There is an unfinished aspect of this site - CSV analysis. I have a massive Google doc with around a hundred songs left that need to be coded for number of 'AY' phonemes in them. Unfortunately Google doc does not let me call APIs from individual cells, or apparently with macros at all. I decided to get around this by coming up with a feature that will take a CSV, specify which column contains the text you want to annotate, which column to output the count to, and then return the CSV to you. However, this has been stalled for the foreseeable future.
Some thoughts I have about the project as is:
- Right now anybody can request from PythonAnywhere if they have the URL. I'd prefer bad actors not DDOS those folks by begging for phoneme counts over and over again. May be worth figuring out a way to make it so only certain approved actors can request from the API.
- Still want to add regular expression support for the people who have highly specific phoneme needs.
- Would love to make a command line version for someone who wanted to do mass amounts of analysis.

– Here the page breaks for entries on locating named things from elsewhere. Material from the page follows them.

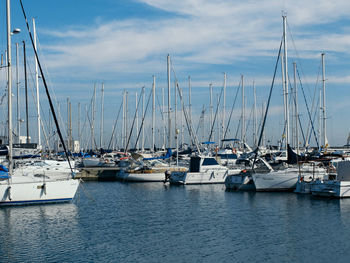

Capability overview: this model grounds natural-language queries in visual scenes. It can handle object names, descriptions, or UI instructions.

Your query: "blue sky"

[0,0,350,148]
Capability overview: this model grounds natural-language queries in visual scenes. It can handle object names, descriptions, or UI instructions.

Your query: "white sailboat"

[169,156,241,184]
[311,161,350,198]
[0,0,79,206]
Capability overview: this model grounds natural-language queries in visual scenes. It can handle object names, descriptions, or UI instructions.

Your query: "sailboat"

[0,0,79,206]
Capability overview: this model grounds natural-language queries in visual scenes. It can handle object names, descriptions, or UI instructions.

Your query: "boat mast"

[16,43,21,143]
[253,81,258,147]
[150,76,156,152]
[241,75,245,149]
[282,14,289,146]
[6,0,13,176]
[135,92,139,150]
[188,76,192,135]
[221,73,227,143]
[321,53,328,148]
[293,62,299,155]
[23,40,29,143]
[78,102,81,143]
[121,90,126,149]
[209,83,213,140]
[91,83,96,150]
[141,89,145,152]
[33,18,41,148]
[100,82,104,148]
[162,87,166,150]
[174,76,178,151]
[167,54,171,152]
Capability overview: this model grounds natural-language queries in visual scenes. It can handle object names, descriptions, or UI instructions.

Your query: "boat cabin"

[189,156,219,173]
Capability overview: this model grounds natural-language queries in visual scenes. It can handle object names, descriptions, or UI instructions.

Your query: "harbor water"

[0,182,350,262]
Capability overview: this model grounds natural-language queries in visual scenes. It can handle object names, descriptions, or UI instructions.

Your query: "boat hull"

[252,172,298,192]
[169,169,228,185]
[311,180,350,198]
[116,170,165,182]
[0,178,80,206]
[225,174,255,191]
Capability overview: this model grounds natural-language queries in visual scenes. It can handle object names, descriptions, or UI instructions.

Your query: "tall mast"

[322,53,328,148]
[162,87,166,149]
[135,92,139,150]
[141,89,145,152]
[122,90,126,149]
[67,97,70,151]
[124,91,129,149]
[167,54,171,152]
[78,102,81,143]
[317,89,322,150]
[282,14,289,145]
[188,76,192,133]
[241,75,245,148]
[69,98,74,151]
[209,83,213,139]
[33,18,41,148]
[100,83,104,148]
[253,81,258,147]
[16,43,21,143]
[23,40,29,143]
[6,0,13,176]
[151,76,156,152]
[174,79,178,151]
[293,62,299,155]
[222,73,227,142]
[91,83,96,152]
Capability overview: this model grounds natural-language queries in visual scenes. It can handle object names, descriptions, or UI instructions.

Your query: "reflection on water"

[0,204,78,262]
[0,182,350,262]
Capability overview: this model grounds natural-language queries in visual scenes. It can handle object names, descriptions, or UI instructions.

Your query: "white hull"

[170,169,229,184]
[225,173,255,191]
[252,169,298,191]
[13,160,78,180]
[116,167,187,182]
[82,158,103,167]
[0,176,79,206]
[116,170,165,182]
[295,181,314,194]
[311,180,350,198]
[252,167,326,191]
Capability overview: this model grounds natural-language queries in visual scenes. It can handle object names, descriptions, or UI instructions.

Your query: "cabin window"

[202,158,218,165]
[190,157,201,173]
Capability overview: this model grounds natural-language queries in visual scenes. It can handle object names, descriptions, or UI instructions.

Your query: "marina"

[0,0,350,262]
[0,182,350,262]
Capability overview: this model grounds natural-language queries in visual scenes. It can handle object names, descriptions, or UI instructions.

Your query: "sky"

[0,0,350,146]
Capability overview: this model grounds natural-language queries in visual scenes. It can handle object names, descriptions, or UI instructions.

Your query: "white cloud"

[26,0,350,145]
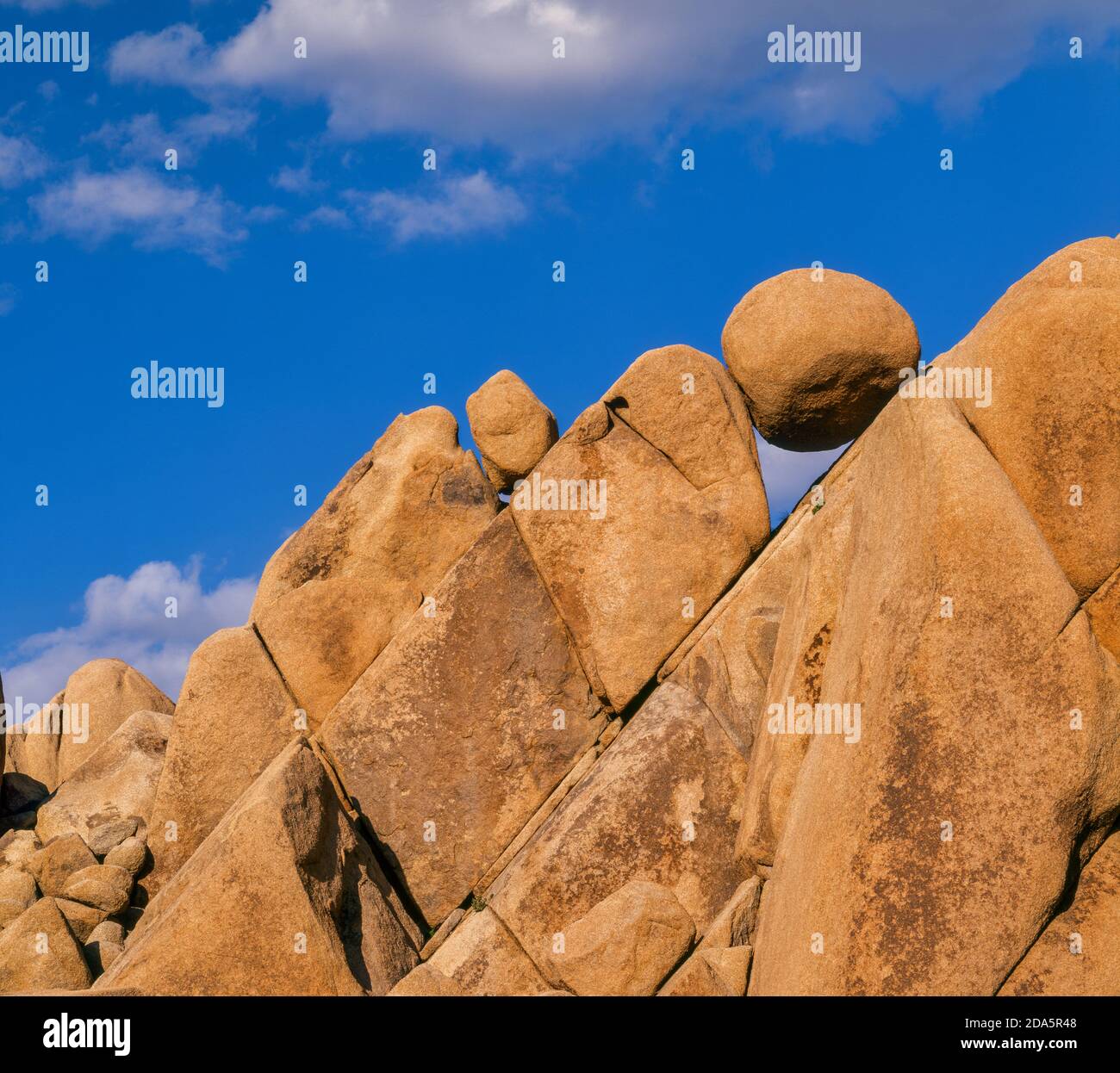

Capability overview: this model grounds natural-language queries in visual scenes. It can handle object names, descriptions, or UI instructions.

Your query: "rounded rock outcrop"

[467,369,557,492]
[723,269,922,451]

- Updating ARPAbet in the future - it lacks British pronunciations for words, which are crucial for any future analyses involving comparing American and British pronunciations.
- As mentioned above, I am only working with one text at a time. The CSV feature will allow multiple texts to be analyzed at a time, but only if they are in, well, CSV format. Good for Google Docs, less so for any other text. Perhaps a command line version could accept as an argument a list of files to be analyzed.
- Performance at high levels is unclear.
As with every version of the DevLog, there is always a wishlist of things that could be better at the end. However, LexSet is easily one of the most useful things I've ever made, having saved me countless hours of the drudgery of counting phonemes with more accuracy than I could ever muster. I'm very satisfied with how it works right now.